News

Caribbean Tourism Organization Launching Airline Task Force

By: Caribbean Journal Staff - October 12, 2012

Above: a British Airways flight (Photo: BA)

By Alexander Britell

ST KITTS — The Caribbean Tourism Organization will be launching a task force on the question of airlift in the region, new Chairman Beverly Nicholson-Doty announced Friday.

The task force, whose membership will be revealed within the next few weeks, will be officially created in the next 30 days.

“It is clear that airlift is something that is regionally important,” she said. “There are critical issues we need to deal with as an organization, and that’s why I’m implementing the task force.”

One of the major issues the task force will examine is the British Air Passenger Duty, a tax on air travel originating from a British airport.

The tax has come under fire in the Caribbean for what some charge is a discriminatory method of taxing flights to different destinations.

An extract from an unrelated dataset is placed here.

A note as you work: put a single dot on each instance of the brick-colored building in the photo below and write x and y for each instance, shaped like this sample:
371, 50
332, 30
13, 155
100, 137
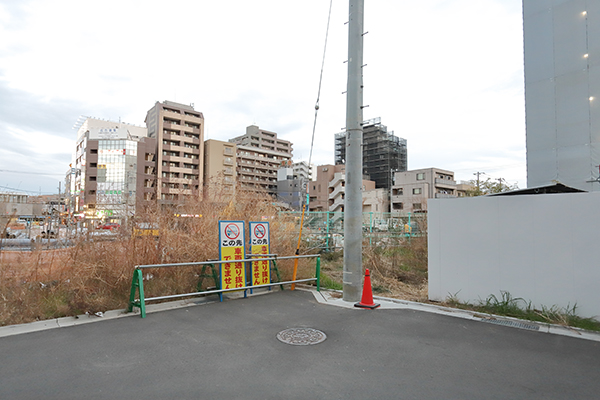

Outgoing CTO Chairman and St Kitts and Nevis Tourism and Transport Minister Richard Skerritt said the APD was “taxation gone crazy.”

“There is a threshold point beyond which it becomes ridiculous, and I don’t know what that threshold point is,” he said. “The most important point about APD, for me, in terms of scale, is what it’s used for – the British government is taking nearly $3 billion from travelers’ pockets to spend on domestic programmes that have nothing to do with airlift and the aviation industry.”

Skerrittt said it was hoped that the tax would at least be used as money “to invest in improving services and security and enhancing the travel industry. That’s really what the CTO philosophy has been on that.”

Nicholson-Doty, who assumed the role on Wednesday evening, said airlift was one of several priorities for her term, including developing a unified regional marketing programme and maintaining the financial stability of the CTO.

She also said the CTO would look to enhance its relationship with the cruise industry, with an objective of building “year-round traffic.”